Jumat, 10 Oktober 2014

LUTUNG KASARUNG

Cerita Lutung Kasarung
Lutung Kasarung adalah sebuah cerita pantun yang
sangat terkenal di kalangan masyarakat Sunda, Jawa
Barat, Indonesia. Cerita ini mengisahkan perjalanan
Sanghyang Guruminda dari Kahyangan ke bumi dalam
wujud seekor lutung, yaitu kera hitam berekor panjang.
Ketika sampai di bumi, ia tersesat di tengah hutan.
Itulah sebabnya ia dipanggil Lutung Kasarung, yaitu
lutung yang tersesat. Di hutan itu, ia bertemu dengan
seorang putri bernama Purbasari. Meskipun berwujud
seekor lutung, Lutung Kasarung berhasil menikahi Putri
Purbasari. Bagaimana usaha Lutung Kasarung untuk
menikahi Putri Purbasari? Ikuti kisahnya dalam cerita
Lutung Kasarung berikut ini!
* * *
Alkisah, di  daerah Jawa Barat, tersebutlah seorang raja
yang arif dan bijaksana bernama Prabu Tapa Agung
yang bertahta di Kerajaan Pasir Batang. Sang Prabu
mempunyai tujuh orang putri yang semuanya cantik
jelita. Mereka adalah Purbararang (sulung),
Purbadewata, Purbaendah, Purbakancana,
Purbamanik, dan si bungsu, Purbasari. Dari ketujuh
putri sang Prabu, lima di antaranya telah menikah dan
menjadi permaisuri di kerajaan lain. Kini, tinggal
Purbararang dan Purbasari yang belum menikah.

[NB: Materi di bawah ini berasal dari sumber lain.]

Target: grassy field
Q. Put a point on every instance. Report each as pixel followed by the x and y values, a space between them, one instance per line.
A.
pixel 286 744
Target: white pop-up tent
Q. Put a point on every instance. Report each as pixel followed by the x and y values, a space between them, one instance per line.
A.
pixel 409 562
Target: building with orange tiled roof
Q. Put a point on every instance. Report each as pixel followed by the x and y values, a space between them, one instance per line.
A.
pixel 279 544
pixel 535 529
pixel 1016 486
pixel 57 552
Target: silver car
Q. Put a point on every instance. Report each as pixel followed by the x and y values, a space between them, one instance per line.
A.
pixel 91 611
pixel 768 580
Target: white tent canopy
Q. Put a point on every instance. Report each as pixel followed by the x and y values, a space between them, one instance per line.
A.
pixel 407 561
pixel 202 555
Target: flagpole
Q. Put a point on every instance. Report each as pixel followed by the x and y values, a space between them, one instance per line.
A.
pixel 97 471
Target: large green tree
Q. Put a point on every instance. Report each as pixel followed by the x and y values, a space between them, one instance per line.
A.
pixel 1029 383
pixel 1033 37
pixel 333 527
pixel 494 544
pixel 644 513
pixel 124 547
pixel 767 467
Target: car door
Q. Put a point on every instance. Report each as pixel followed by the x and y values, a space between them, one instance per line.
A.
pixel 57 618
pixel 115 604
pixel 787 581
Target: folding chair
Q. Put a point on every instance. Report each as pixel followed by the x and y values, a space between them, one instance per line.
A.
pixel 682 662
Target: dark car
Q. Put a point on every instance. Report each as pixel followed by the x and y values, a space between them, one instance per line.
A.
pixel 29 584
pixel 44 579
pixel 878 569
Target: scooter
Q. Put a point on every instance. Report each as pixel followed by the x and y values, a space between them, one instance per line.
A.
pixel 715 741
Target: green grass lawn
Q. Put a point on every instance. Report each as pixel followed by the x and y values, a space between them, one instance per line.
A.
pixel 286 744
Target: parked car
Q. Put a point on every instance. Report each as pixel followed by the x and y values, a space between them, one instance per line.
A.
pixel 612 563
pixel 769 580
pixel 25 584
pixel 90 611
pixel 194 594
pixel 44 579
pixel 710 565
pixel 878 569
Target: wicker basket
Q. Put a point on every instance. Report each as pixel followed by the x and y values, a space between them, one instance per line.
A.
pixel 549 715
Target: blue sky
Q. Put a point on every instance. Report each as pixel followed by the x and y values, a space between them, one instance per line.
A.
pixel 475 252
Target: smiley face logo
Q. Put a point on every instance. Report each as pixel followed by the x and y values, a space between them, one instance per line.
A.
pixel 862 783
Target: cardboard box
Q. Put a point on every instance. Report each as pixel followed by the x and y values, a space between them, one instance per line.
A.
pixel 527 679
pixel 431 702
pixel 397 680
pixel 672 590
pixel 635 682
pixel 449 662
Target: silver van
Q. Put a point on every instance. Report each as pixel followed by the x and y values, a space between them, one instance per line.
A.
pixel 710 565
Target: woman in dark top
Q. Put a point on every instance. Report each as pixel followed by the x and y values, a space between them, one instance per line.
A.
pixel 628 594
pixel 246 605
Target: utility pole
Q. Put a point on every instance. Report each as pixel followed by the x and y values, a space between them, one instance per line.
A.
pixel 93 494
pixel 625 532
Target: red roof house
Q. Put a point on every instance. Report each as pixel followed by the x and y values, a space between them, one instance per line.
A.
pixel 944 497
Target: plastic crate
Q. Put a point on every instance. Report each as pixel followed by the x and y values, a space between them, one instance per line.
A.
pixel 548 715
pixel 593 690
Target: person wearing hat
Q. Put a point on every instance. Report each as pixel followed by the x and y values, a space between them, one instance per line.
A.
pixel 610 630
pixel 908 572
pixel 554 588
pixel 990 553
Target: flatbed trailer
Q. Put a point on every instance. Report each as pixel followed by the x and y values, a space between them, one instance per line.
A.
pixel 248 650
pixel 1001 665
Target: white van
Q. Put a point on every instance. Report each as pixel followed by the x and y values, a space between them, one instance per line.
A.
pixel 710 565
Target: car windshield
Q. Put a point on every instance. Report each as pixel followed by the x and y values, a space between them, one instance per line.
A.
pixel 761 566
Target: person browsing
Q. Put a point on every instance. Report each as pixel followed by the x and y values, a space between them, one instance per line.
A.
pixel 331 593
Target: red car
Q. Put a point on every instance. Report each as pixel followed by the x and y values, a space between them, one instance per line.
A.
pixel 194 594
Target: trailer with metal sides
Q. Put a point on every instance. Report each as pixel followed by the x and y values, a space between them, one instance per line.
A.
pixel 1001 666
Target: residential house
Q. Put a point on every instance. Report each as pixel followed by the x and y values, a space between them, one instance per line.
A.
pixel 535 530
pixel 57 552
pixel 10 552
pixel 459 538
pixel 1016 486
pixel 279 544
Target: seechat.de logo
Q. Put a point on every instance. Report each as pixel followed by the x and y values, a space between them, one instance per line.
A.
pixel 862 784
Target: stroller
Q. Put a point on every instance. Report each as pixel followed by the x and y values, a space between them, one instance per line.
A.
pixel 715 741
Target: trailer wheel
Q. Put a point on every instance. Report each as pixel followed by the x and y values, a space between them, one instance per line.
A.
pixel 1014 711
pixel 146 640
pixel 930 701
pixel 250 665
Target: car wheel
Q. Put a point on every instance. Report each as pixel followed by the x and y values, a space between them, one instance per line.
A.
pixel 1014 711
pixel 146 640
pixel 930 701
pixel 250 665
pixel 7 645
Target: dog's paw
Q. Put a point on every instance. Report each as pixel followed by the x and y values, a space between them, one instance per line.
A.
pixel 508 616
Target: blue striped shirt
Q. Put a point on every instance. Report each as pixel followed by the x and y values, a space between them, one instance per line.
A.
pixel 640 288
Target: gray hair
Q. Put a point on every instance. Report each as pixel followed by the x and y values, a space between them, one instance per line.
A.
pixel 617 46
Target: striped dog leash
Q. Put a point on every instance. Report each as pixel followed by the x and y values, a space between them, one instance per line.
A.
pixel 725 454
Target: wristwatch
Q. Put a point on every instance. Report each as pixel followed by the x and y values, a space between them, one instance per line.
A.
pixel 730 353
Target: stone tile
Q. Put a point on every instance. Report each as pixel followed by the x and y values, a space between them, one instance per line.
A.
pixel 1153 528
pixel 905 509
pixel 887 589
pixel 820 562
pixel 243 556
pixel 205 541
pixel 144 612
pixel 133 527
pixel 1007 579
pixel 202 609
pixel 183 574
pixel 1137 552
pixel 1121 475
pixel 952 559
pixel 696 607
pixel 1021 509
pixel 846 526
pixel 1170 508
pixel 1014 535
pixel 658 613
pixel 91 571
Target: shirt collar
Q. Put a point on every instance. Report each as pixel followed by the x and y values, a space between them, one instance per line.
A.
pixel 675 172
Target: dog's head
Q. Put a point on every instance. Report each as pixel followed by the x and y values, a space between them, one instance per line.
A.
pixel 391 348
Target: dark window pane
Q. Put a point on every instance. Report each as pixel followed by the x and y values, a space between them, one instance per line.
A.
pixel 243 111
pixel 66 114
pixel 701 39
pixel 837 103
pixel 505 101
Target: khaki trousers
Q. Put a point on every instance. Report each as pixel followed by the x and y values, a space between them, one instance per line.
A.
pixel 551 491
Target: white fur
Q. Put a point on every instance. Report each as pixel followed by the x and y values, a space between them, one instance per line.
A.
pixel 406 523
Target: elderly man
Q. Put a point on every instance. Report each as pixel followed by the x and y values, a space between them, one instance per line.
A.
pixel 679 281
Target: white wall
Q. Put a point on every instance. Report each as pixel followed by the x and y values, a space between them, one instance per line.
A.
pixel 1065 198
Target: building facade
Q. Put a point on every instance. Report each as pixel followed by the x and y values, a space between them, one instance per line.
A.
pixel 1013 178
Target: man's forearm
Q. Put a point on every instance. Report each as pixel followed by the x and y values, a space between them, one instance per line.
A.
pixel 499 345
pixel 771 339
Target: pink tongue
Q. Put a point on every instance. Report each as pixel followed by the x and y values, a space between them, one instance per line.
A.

Namun, Putri Purbararang sudah mempunyai
tunangan yang gagah dan tampan bernama Raden
Indrajaya, putra salah seorang menteri kerajaan.
Dalam beberapa hari terakhir, Prabu Tapa Agung
terlihat sering duduk termenung seorang diri di atas
singgasananya. Sepertinya ada suatu masalah besar
yang membebani pikirannya. Melihat sikap sang Prabu
tersebut, sang permaisuri berusaha menghibur dan
membujuknya.
“Kanda! Sudah beberapa hari ini Kanda terlihat
murung. Apa yang sedang Kanda pikirkan? Barangkali
Dinda dapat membantu,” bujuk permasuri dengan
suara lembut.
“Begini, Dinda! Kanda sudah semakin tua. Kanda tidak
dapat lagi melaksanakan tugas-tugas kerajaan dengan
baik. Kanda berniat turun tahta. Tapi, Kanda bingung,
Dinda!” kata Prabu Tapa Agung.
“Bingung kenapa, Kanda?” desak permaisurinya.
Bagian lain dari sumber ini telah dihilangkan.